Debobroto was startled. He looked at Suronjon and Noyon, his eyes darting from one to the other.

‘There are 20 million of us Hindus. We can burn the Baitul Mukarram if we want.’

‘You have never said you’re a Hindu. Why’re you saying so now?’

‘I always said I was a human being and a humanist. But the Muslims did not let me remain a human being. They’ve made me a Hindu.’

‘You are changing, Suronjon!’

‘That’s not my fault.’

‘What’ll we gain by destroying mosques? Will that bring back the temples?’ said Debobroto as he rubbed his nails on the broken arm of the chair.

‘We may not get them back. But don’t we need to tell them that we can damage things too and that we feel rage? The Babri Masjid was four hundred and fifty years old. Choitonyodeb’s house was also five hundred years old. Aren’t four and five hundred years of heritage being destroyed in this country? I feel like breaking the Sohbanbag Mosque too. The masjid in Gulshan One has been built with money from Saudi Arabia. Come, let’s take that over and turn it into a temple.’

‘What are you saying, Suronjon? You have surely gone mad. Didn’t you always say that you would dig large ponds wherever there were temples and mosques, and let plump ducks play in those waters?’

‘Did I stop there? I also said that let the edifices of religions crumble, let a blind fire consume all the bricks in temples, mosques, gurudwaras and churches, and on those ruins let us grow enchanting gardens of sweet-smelling flowers and build schools and libraries. Let places of worship be used for the good of people and be turned into hospitals, orphanages, schools and universities. Our new places of worship should be academies of art and culture, centres of creativity and institutes of scientific research. Let the rice fields with golden grain bathed by the early rays of the sun, the open fields and rivers, and the deep sea be our new places of prayer. Let humanity be the other name for religion.’

‘The other day I was reading Debesh Roy. He says that Bade Ghulam had picked up his
surmandal
and was dancing and singing “Hari Om Tatsat, Hari Om Tatsat”. Bade Ghulam continues to sing that same song.
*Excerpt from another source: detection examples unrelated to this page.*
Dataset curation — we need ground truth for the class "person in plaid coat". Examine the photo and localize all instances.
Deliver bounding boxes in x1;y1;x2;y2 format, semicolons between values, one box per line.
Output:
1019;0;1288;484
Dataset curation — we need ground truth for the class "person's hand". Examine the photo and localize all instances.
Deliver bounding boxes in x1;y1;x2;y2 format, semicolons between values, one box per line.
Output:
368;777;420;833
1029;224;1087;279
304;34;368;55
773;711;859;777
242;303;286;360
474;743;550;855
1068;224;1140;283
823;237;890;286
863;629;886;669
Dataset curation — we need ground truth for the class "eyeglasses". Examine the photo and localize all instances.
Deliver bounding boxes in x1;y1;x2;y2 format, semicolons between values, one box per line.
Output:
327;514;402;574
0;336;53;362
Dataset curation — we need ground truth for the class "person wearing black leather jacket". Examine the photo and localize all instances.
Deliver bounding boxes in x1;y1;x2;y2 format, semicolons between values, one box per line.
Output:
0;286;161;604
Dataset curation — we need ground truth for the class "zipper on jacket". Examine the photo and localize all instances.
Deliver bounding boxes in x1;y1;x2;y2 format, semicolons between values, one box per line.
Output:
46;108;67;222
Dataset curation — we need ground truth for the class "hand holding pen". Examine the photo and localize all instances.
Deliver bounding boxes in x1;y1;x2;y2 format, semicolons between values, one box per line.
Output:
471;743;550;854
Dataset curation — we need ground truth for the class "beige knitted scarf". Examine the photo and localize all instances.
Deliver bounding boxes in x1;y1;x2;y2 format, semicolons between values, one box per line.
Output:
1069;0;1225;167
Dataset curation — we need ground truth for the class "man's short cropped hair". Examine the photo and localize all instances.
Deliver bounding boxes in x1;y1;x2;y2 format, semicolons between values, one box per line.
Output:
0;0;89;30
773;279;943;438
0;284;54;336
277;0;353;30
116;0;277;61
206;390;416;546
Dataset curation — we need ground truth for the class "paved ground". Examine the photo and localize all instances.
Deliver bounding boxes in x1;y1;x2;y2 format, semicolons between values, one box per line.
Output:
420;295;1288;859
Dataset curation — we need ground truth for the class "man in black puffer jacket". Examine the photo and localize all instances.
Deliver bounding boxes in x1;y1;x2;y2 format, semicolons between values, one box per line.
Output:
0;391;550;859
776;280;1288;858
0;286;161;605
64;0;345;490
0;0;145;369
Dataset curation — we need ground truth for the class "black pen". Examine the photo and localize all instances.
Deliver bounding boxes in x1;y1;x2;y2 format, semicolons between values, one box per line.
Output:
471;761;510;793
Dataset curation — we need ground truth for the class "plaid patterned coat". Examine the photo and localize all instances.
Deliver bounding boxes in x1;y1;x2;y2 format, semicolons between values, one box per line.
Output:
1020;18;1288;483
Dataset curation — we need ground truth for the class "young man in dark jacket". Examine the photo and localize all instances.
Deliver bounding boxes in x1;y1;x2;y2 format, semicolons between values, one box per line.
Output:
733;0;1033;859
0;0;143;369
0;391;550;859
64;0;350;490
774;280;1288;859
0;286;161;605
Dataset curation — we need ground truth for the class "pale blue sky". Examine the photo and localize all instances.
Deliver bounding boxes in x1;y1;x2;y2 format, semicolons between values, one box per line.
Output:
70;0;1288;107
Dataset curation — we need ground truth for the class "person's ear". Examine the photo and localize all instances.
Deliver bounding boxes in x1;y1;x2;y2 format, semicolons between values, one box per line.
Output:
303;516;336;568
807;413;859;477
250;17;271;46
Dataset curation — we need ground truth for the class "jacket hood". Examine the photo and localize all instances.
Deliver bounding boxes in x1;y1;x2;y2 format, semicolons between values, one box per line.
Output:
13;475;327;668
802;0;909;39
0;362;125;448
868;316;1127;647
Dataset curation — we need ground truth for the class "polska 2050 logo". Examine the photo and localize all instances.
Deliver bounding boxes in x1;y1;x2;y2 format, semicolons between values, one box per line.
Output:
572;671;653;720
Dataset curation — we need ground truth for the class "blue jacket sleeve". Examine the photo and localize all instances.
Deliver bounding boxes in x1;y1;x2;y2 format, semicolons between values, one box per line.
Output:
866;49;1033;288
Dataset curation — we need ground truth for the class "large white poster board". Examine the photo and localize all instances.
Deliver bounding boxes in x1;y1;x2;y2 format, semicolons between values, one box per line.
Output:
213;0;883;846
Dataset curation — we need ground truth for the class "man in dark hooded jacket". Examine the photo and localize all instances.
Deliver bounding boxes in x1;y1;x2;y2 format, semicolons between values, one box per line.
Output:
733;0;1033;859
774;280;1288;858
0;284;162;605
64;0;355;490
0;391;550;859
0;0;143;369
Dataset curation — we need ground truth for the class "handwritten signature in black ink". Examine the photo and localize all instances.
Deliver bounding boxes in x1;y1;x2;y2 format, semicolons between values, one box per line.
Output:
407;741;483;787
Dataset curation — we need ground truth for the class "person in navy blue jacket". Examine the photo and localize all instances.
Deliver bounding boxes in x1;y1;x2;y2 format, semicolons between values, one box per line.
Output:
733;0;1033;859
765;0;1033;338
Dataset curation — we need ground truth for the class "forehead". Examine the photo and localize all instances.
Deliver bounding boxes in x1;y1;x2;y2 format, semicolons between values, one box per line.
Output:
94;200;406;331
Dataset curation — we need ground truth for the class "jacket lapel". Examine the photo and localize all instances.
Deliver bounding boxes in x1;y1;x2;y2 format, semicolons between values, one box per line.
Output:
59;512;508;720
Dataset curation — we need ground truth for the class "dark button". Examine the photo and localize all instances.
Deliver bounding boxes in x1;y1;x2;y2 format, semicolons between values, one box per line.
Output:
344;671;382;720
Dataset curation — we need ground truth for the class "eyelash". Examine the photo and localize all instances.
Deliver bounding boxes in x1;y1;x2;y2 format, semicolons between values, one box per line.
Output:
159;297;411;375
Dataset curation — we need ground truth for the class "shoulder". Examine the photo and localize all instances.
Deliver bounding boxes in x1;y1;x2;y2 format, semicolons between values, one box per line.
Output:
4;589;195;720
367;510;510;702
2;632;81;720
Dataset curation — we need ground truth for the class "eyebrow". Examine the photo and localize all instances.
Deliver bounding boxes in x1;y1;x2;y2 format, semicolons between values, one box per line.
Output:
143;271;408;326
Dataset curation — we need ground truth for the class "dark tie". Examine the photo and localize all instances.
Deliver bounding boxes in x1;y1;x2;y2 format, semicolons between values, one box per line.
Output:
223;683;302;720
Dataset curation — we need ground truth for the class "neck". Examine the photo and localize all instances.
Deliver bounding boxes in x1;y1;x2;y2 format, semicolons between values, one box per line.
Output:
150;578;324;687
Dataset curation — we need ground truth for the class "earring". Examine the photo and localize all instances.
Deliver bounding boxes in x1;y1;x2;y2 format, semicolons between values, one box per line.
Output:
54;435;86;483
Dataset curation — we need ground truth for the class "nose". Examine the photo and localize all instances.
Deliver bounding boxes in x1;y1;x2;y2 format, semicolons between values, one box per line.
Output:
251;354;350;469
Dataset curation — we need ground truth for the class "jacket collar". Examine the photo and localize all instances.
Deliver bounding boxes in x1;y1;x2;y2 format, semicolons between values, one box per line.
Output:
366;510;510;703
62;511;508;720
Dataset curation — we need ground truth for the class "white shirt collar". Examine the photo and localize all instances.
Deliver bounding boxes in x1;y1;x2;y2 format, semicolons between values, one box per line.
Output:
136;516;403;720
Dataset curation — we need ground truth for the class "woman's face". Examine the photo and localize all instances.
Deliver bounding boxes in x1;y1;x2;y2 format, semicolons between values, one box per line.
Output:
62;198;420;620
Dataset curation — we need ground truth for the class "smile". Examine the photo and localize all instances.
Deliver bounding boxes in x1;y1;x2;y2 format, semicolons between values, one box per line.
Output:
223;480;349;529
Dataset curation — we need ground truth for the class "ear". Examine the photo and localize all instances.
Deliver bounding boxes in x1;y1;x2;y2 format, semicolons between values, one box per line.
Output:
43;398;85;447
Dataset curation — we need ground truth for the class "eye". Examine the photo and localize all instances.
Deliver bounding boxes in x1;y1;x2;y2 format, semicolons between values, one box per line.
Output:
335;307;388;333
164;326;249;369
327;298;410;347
But those Hindus who have ground the Babri Masjid to dust and placed Ramlala’s image there and run away can’t hear this song. The Advanis and Ashok Singhals too can’t hear this song. Nor can the RSS or the Bajrang Dal. Bade Ghulam Ali was a Muslim. However, those Muslims who believe that the only way the destruction of a mosque can be set right is by destroying temples also cannot hear Bade Ghulam Ali’s “Hari Om Tatsat”.’

‘So you are saying that one should not destroy mosques to set right the fact that temples have been destroyed? You are talking idealism like my father! I hate him! I hate that haggard old man!’

Agitated, Suronjon jumped up.

‘Calm down, Suronjon. Calm down. All that you are saying will not solve anything.’

‘But this is how I want to solve things! I also want to hold axes, knives and pistols. I want stout sticks. Didn’t they pee in a temple in old Dhaka? I also want to pee in their mosques.’

‘Oh Suronjon, you are turning communal!’

‘Yes, I am turning communal. I am communal! Yes, I am communal!’

Debobroto was from Suronjon’s party. They had worked together many times. He was taken aback by Suronjon’s behaviour. Suronjon wanted to get drunk. He was saying that he had turned communal. He was also calling his father names.